Amid last week’s flurry of rainbow flag Instagram posts in celebration of global Pride Day festivities, users may have noticed another ubiquitous emblem on their social media accounts.
Celebrities and fashion icons alike were seen wearing crisp white T-shirts emblazoned with a rainbow “Be” across the front, part of the “Be Proud” effort led by Baja East, an emerging New York-based fashion brand. All proceeds from the shirts — which retail at $95 and have been worn by Miley Cryus, Leandra Medine, Willow Smith and Haim — go directly to Equality Florida’s Pulse Victims Fund. The hashtag #bajaeast has been tagged on Instagram more than 4,600 times to date, and the official Baja East page has continued to share posts of notable figures wearing the shirts to its more than 24.5 thousand followers.
THANK YOU FOR STANDING w/ us @tarajiphenson!!! 🙌🏽❤️🌈✌🏽️#BEproud [all proceeds from this tee to benefit Equality Florida for the Pulse Victims Fund – link in profile to purchase] #bajaeast #tarajiphenson
Baja East was a finalist in the Council of Fashion Designers of America Vogue Fashion Fund initiative in fall 2015, a collaborative program designed to support burgeoning fashion designers. CFDA president Steven Kolb showed his support for the “Be Proud” effort, posting a photo to Instagram from the organization’s official account on Saturday wearing the shirt and linking to the company in the caption.
A photo posted by cfda (@cfda) on
Baja East first launched its “Be” logo during its fall 2015 campaign, and saw the brand’s initials as a natural jumping point for “Be Proud.” Founders Scott Studenberg and John Targon, both openly gay, said that as members of the LGBT community they felt could make a meaningful statement with the shirts regarding the effect of the Pulse nightclub shooting.
“We were obviously very impacted by the events that happened that night, and the fact that it could be any night out for us,” Targon said.
Targon noted that Baja East had widespread support throughout the entire process, from conceptualization to printing and sales.

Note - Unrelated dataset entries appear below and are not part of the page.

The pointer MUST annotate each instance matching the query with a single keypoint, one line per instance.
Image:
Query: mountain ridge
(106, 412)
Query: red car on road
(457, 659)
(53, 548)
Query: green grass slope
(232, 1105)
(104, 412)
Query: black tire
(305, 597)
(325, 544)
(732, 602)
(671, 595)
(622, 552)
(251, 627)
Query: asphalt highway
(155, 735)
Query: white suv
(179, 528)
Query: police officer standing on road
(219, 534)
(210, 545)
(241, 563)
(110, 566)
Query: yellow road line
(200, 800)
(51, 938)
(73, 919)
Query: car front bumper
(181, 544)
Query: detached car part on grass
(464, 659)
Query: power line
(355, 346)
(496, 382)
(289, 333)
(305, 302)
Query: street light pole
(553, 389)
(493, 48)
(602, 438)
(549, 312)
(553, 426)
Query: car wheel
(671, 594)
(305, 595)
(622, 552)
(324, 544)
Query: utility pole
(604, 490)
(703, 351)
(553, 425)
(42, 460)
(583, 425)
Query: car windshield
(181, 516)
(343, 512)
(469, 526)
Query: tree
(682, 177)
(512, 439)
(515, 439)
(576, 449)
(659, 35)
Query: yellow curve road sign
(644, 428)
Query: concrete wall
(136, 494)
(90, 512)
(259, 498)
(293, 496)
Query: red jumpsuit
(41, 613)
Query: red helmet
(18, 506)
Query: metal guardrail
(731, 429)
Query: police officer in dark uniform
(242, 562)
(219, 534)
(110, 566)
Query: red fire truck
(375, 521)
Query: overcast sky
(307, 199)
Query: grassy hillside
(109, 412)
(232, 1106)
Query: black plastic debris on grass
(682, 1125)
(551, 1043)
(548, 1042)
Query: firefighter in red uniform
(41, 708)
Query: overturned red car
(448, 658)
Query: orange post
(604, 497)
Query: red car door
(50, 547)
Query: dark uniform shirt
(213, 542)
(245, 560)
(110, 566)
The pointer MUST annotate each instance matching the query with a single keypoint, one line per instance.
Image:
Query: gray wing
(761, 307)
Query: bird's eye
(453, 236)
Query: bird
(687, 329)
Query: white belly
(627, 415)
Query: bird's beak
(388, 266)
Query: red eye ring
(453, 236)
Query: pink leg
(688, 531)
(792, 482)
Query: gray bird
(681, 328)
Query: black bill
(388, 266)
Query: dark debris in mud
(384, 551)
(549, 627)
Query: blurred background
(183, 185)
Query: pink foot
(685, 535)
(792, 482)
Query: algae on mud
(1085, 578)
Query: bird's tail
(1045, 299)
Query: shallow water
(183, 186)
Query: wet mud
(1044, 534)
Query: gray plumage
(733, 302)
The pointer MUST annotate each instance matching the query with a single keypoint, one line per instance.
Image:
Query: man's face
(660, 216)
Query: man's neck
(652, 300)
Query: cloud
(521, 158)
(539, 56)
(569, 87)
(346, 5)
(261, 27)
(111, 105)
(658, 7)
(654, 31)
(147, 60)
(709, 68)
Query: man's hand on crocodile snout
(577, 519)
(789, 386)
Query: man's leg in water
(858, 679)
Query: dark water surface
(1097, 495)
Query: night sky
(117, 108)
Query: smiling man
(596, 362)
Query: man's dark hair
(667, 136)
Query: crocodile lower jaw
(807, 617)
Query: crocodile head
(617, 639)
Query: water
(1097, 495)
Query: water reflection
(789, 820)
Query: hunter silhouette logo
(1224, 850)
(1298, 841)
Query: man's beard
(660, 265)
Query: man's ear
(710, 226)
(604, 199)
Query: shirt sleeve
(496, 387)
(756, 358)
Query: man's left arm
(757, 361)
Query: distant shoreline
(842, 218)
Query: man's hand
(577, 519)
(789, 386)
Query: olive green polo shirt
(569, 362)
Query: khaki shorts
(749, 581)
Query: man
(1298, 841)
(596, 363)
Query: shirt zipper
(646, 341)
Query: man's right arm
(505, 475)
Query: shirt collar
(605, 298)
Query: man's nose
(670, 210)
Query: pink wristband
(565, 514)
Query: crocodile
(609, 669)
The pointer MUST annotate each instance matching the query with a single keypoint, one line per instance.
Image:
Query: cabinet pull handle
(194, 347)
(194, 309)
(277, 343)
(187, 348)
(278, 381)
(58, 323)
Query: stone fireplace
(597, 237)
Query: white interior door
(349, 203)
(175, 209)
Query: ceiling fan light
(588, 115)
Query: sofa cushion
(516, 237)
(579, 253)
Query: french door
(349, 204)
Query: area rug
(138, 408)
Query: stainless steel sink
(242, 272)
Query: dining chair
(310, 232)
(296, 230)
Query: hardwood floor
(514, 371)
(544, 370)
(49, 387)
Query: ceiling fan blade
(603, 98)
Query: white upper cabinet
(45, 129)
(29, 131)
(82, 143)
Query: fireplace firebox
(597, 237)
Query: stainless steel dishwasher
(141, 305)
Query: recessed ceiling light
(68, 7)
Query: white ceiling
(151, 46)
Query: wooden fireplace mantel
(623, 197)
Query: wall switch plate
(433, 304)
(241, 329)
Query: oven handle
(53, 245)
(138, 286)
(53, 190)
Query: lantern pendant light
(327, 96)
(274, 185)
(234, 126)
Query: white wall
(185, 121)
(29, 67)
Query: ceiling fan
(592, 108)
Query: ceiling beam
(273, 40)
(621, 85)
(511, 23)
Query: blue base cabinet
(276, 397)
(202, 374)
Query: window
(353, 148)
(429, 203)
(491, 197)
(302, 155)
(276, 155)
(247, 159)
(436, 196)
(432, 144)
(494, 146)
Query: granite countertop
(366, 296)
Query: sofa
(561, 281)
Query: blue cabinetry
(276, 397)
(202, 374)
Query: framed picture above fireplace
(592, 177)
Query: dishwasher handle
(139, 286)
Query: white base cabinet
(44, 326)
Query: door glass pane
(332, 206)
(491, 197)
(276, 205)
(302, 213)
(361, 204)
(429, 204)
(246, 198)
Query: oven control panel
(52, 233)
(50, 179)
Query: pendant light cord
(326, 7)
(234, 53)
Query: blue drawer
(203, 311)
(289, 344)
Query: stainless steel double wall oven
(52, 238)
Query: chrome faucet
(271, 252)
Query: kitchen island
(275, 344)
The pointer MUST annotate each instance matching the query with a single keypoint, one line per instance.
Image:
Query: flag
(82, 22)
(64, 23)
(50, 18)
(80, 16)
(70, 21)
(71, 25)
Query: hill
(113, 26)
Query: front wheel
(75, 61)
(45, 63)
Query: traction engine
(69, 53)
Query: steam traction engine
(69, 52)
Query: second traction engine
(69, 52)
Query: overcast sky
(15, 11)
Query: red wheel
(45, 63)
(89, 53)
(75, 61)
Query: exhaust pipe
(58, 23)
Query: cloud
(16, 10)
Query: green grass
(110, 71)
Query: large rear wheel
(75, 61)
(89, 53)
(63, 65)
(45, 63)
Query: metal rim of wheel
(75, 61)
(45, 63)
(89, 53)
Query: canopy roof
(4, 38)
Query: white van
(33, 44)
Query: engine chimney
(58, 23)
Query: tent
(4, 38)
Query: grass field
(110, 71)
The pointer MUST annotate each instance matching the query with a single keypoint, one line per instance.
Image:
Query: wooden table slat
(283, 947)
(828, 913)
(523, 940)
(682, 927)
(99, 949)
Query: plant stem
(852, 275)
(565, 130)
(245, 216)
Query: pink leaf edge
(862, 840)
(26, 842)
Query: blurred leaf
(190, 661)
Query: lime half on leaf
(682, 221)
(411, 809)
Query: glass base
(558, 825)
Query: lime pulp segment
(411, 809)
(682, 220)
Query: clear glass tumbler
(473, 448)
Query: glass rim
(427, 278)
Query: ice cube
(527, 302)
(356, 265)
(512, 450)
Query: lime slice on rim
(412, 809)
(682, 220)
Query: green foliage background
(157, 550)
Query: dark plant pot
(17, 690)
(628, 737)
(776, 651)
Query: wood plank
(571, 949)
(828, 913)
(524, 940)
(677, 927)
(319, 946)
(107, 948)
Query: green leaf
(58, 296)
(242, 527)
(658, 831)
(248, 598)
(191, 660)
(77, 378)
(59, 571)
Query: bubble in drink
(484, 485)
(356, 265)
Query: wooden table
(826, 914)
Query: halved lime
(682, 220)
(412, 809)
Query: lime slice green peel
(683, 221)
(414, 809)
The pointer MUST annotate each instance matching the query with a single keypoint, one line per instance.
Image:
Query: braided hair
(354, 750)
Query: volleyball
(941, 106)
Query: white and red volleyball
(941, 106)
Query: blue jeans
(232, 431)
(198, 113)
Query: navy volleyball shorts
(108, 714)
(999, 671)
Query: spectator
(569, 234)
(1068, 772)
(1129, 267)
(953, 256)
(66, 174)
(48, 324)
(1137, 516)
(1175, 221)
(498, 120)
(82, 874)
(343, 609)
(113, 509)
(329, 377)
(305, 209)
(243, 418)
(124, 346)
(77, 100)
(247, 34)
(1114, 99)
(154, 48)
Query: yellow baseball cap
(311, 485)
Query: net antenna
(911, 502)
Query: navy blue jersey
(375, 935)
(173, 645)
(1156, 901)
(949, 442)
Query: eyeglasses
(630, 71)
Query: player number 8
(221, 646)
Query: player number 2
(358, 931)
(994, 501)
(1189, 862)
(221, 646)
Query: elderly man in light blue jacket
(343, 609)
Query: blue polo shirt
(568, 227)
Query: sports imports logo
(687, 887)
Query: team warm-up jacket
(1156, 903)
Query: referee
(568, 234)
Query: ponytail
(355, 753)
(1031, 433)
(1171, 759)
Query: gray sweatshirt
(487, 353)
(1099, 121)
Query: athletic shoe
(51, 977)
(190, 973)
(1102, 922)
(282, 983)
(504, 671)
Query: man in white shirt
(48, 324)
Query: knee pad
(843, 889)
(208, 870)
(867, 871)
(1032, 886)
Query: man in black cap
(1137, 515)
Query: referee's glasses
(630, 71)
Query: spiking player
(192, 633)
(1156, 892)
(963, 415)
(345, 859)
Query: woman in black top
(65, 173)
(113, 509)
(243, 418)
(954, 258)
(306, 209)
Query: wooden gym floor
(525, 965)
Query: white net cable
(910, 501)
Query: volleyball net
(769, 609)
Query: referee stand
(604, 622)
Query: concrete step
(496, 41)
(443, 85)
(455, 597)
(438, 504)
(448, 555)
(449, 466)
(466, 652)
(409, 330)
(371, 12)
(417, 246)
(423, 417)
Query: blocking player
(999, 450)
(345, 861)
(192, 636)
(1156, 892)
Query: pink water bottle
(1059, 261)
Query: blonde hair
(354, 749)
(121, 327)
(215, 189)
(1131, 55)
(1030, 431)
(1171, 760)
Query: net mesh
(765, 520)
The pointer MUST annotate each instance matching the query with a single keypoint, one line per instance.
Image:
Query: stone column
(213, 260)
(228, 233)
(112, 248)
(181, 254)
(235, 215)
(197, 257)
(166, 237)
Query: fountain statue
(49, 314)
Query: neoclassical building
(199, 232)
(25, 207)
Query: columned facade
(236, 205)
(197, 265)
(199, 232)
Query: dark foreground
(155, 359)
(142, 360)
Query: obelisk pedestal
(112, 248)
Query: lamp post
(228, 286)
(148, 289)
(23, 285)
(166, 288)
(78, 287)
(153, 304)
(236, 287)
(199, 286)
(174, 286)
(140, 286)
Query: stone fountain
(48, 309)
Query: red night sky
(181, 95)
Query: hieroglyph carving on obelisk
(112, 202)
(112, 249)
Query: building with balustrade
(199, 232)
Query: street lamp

Though the shirts launched just last week, the manufacturer, Rule, Inc., was so receptive to helping with the shirts that they lowered their costs and gave a portion of their printing fees as a donation to the effort
“It became an idea of how we can help support our community, along with all of our straight allies and all these people around us that touch our lives, that actually help spread the word and drive support,” Targon said.
While they were unable to share total proceeds at this time, they said they plan to continue selling the shirts until they sell out and may embark upon a second round of printing.